A Call to Fully Fund California’s Early Learning and Care Mixed-Delivery System during a Constrained Budget Year
SACRAMENTO, CA, UNITED STATES, January 9, 2026 /EINPresswire.com/ -- Early Edge recognizes that even in a constrained budget year, investing in California’s children, families, and providers must remain a top priority. We thank Governor Newsom for his leadership on behalf of children over the years, including establishing and funding the country’s largest universal prekindergarten program through the full implementation of Universal Transitional Kindergarten (UTK) and continued funding of the State Preschool Program.
To truly support families and ensure every child has access to high-quality Early Learning and Care, California must invest in the entire mixed-delivery system, including programs for infants and toddlers. This includes funding additional subsidized child care slots to address the state’s unmet need and ensuring providers are compensated at a just, livable wage that reflects the true cost of care, so high-quality programs can remain available and sustainable across California.

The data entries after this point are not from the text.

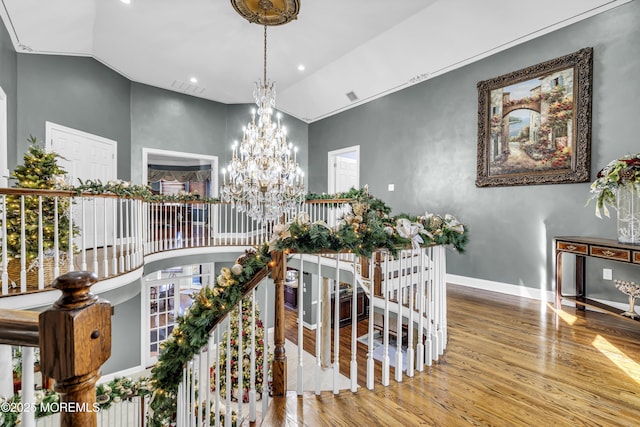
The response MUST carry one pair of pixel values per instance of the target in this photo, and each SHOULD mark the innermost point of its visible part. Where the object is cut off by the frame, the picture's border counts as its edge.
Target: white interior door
(343, 174)
(346, 170)
(85, 156)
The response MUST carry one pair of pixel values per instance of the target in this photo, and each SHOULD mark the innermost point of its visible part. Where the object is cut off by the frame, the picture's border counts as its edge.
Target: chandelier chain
(265, 180)
(265, 54)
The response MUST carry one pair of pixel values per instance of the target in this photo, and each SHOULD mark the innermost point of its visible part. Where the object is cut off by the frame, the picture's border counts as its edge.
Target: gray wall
(9, 84)
(172, 121)
(125, 339)
(76, 92)
(423, 140)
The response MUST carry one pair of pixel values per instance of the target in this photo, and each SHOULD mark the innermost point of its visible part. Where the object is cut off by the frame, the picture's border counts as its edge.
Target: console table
(584, 247)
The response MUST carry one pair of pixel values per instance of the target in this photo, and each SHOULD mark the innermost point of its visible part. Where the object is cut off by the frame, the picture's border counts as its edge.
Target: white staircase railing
(410, 298)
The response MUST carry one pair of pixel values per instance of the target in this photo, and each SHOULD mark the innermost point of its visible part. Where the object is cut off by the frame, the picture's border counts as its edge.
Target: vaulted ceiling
(368, 47)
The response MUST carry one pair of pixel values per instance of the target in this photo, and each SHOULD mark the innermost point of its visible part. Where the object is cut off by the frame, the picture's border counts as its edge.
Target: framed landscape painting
(534, 124)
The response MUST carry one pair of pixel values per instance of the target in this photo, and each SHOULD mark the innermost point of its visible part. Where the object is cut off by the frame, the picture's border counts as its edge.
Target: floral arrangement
(619, 172)
(192, 330)
(126, 189)
(365, 226)
(122, 389)
(248, 327)
(106, 394)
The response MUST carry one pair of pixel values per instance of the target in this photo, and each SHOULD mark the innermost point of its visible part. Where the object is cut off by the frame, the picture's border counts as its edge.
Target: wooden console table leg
(580, 285)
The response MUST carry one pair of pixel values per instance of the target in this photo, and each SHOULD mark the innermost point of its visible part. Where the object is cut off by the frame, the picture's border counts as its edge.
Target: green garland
(364, 229)
(624, 171)
(128, 190)
(192, 331)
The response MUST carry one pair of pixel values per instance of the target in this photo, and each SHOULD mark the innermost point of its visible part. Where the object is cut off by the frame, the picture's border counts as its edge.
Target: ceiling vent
(352, 96)
(187, 87)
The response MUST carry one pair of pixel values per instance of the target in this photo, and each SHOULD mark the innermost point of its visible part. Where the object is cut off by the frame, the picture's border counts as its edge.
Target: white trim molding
(516, 290)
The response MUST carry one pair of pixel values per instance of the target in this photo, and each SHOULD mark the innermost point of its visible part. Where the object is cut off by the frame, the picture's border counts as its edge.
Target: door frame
(211, 160)
(4, 147)
(331, 155)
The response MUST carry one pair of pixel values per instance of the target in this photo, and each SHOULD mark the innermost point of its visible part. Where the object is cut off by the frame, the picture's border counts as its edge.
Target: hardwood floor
(509, 362)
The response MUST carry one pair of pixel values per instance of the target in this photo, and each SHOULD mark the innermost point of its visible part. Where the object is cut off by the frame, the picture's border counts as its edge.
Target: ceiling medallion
(267, 12)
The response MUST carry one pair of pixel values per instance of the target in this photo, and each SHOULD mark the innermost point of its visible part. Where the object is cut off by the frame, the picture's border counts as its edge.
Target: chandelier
(264, 179)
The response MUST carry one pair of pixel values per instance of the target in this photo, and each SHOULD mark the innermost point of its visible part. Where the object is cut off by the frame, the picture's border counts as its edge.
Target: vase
(628, 203)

Some key highlights from the Governor’s proposed state budget for 2026-27 related to investments in Early Learning and Care in California include:
Child Care:
- $89.1 million ongoing General Fund for a Cost-of-Living-Adjustment (COLA) for child care programs administered by the Department of Social Services
- Inconsistent with state law, no funding is included for the previously planned 44,000 subsidized child care slots for the 2026-27 fiscal year
Transitional Kindergarten:
- $228.2 million ongoing Proposition 98 General Fund for a COLA adjustment of 2.41 percent
- $2.8 billion discretionary block grant to support various statewide education priorities, including professional development for TK teachers and site administrators on the principles and guidelines of developmentally appropriate TK instruction
- Transitions oversight authority of the Department of Education from the State Superintendent to the Governor and the State Board of Education
In 2026, families and providers are already facing attacks on child care from federal policies that threaten access and stability. In these current times, with families being left without access to care and providers experiencing further strain in supporting California’s working families, the need for fulfilling the investment in the additional subsidized child care slots is even more dire.
“This is not the time to step back from California’s children, but to build on the state’s strong leadership and prior investments. With federal policies threatening child care stability, California must continue to lead by fully funding its commitments to children, families, and the Early Learning and Care workforce,” says Patricia Lozano, Executive Director, Early Edge California.
We will continue to work with our partners and state leaders to see the promise of these additional subsidized child care slots fulfilled and providers earn a just and livable wage through the implementation of rate reform.